One thing worth pointing out is the operating temperature of this chip. With the FPGA reaching as much as 300 Watt and the TeraPHY adding another 4.7 W, the thermals of this chip can be quite high – Ayar reporting numbers potentially in the upwards of 90 degrees Celsius. GlobalFoundries 45 RF SOI is already qualified for Grade 1 (-40ºC to +125ºC) and for Ayar’s own TeraPHY chiplet, the design has been made to tolerate those temperatures through extra control tuning logic capable of tracking and managing the thermals variations. Unfortunately, for a light source (a laser), it may suffer from these temperatures which might affect the reliability of the device.
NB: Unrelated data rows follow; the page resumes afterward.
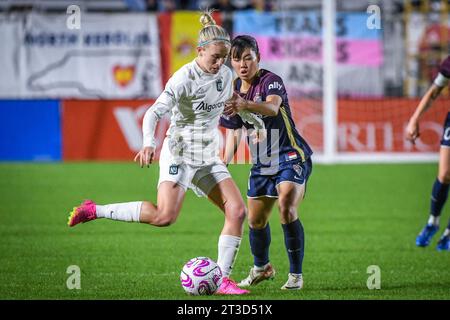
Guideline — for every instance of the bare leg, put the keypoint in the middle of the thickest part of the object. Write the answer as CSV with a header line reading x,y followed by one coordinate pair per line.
x,y
165,213
227,197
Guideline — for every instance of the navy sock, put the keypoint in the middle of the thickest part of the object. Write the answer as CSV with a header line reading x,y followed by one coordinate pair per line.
x,y
259,244
438,197
294,240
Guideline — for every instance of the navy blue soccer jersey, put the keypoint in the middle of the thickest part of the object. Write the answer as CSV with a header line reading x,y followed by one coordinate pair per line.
x,y
283,140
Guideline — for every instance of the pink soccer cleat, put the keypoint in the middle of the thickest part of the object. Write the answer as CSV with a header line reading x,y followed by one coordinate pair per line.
x,y
228,286
83,213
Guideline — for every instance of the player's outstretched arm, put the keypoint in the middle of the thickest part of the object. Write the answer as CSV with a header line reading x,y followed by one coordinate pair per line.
x,y
233,138
270,107
412,129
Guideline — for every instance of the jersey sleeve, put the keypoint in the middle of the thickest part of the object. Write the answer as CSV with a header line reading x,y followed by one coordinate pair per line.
x,y
234,122
273,85
175,90
443,76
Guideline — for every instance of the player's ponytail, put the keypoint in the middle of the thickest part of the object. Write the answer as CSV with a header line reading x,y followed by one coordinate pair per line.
x,y
211,32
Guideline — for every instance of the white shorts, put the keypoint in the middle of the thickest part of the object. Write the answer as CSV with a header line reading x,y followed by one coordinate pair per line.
x,y
200,179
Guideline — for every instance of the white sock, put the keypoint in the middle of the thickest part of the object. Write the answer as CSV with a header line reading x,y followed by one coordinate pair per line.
x,y
446,232
228,249
433,220
128,211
For this reason, the current TeraPHY architecture uses an external laser source that sits somewhere else in the system and provides the TeraPHY chiplets with the continuous wave that’s required.

Ayar Labs also developed an external laser called SuperNova. SuperNova currently supports eight and sixteen wavelengths. The wavelengths are multiplexed and amplified onto eight or sixteen output ports. In other words, Ayar’s current SuperNova laser supports a total of 256 channels for a total bandwidth of 8.192 Tbps. The Laser has a power efficiency of 1-2 pJ/bit.

 

Potential Roadmap Improvements

Ayar Labs TeraPHY chiplet shows the potential of integrated photonics. For a first of its kind, the numbers are very impressive. The first-generation AIB interface on the Stratix 10 has an energy efficiency of roughly 0.85 pJ/bit on the 55-micron micro-bump pitch on first-gen EMIB. Intel has talked a lot recently about its plan to reduce this number by as much as 0.5 pJ/bit or more. An improvement in energy efficiency coupled with higher density micro-bumps should allow for considerably higher bandwidth at similar power to the current prototype. Additionally, Ayar’s current TeraPHY chiplet takes advantage of WDM in order to send eight bits on eight wavelengths across the same waveguide. Even if we assume that they won’t be adding any more channels, they can actually double the number of wavelengths on the TeraPHY chiplet in order to double the optical I/O bandwidth. Ayar’s SuperNova laser already supports sixteen wavelengths. This change will increase the areal bandwidth density but the shoreline bandwidth density remains unchanged. Beyond this, lasers with up to 32 wavelengths already exist in a limited capacity and 64 are in deep research.

At Supercomputing 2019 Ayar Lab announced its Customer Sampling Program with select OEMs and end-users starting in early Q1 2020.